In Bulgaria “There is yet another method of abolishing a Vampire—that of bottling him. There are certain persons who make a profession of this; and their mode of procedure is as follows: The sorcerer, armed with a picture of some saint, lies in ambush until he sees the Vampire pass, when he pursues him with his Eikon; the poor Obour takes refuge in a tree or on the roof of a house, but his persecutor follows him up with the talisman, driving him away from all shelter, in the direction of a bottle specially prepared, in which is placed some of the vampire’s favourite food. Having no other resource, he enters this prison, and is immediately fastened down with a cork, on the interior of which is a fragment of the Eikon. The bottle is then thrown into the fire, and the Vampire disappears for ever.”

With reference to this enclosing of the Vampire in a bottle it may be remembered that it was once a common practice of sorcery to imprison familiar spirits in a vial. Among the articles put forth by Don Alfonso Manriquez, who on 10 September, 1523, succeeded as Grand Inquisitor Adrian, Bishop of Tortosa,[128] was the following which a man in duty bound must reveal to the Holy office should he become aware of any such offence: “If any person made or caused to be made mirrors, rings, phials of glass or other vessels therein to contain some spirit who should reply to his inquiries and aid his projects.”[129]

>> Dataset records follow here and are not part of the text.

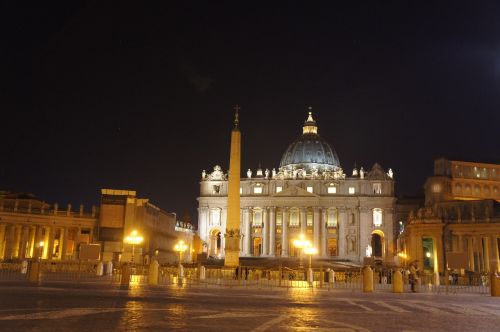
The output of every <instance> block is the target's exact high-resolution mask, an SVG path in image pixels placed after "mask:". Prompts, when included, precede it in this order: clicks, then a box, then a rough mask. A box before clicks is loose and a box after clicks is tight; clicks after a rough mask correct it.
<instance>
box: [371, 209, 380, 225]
mask: <svg viewBox="0 0 500 332" xmlns="http://www.w3.org/2000/svg"><path fill="white" fill-rule="evenodd" d="M373 226H375V227H380V226H382V209H379V208H376V209H373Z"/></svg>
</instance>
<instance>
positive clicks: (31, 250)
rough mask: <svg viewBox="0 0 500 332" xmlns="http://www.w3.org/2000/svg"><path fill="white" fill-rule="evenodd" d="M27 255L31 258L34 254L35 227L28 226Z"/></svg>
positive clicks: (32, 226) (35, 228)
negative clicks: (28, 230) (27, 242)
mask: <svg viewBox="0 0 500 332" xmlns="http://www.w3.org/2000/svg"><path fill="white" fill-rule="evenodd" d="M28 242H29V243H28V246H29V247H28V256H29V257H30V258H33V257H34V256H35V250H36V247H35V244H36V227H33V226H32V227H29V235H28Z"/></svg>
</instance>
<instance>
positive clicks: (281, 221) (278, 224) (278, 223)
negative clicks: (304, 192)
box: [276, 211, 283, 226]
mask: <svg viewBox="0 0 500 332" xmlns="http://www.w3.org/2000/svg"><path fill="white" fill-rule="evenodd" d="M282 221H283V214H282V213H281V211H276V226H281V225H282Z"/></svg>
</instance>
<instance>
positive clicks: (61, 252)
mask: <svg viewBox="0 0 500 332" xmlns="http://www.w3.org/2000/svg"><path fill="white" fill-rule="evenodd" d="M68 233H69V232H68V228H67V227H64V228H63V229H62V230H61V234H62V238H63V243H62V247H61V260H66V255H67V251H68V235H69V234H68Z"/></svg>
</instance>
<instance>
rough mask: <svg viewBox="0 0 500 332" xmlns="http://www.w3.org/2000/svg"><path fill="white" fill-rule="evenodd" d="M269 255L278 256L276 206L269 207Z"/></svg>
mask: <svg viewBox="0 0 500 332" xmlns="http://www.w3.org/2000/svg"><path fill="white" fill-rule="evenodd" d="M269 219H270V220H269V235H270V236H269V256H271V257H275V256H276V251H275V248H276V207H274V206H271V207H270V208H269Z"/></svg>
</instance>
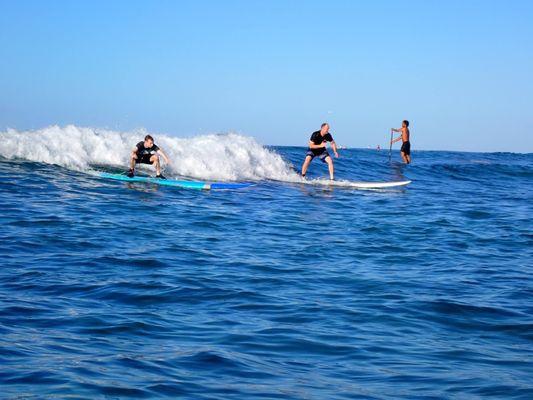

Newton in his Travels and Discoveries in the Levant (Vol. I., p. 213) says that in Mitylene the bodies of those who will not lie quiet in their graves are transported to a small adjacent island, a mere eyot without inhabitants where they are re-interred. This is an effectual bar to any future molestation for the Vampire cannot cross salt water. Running water too he can only pass at the slack or the flood of the tide.

As all other demoniacal monsters the Vampire fears and shrinks from holy things. Holy Water burns him as some biting acid; he flies from the sign of the Cross, from the Crucifix, from Relics, and above all from the Host, the Body of God. All these, and other hallowed objects render him powerless. He is conquered by the fragrance of incense.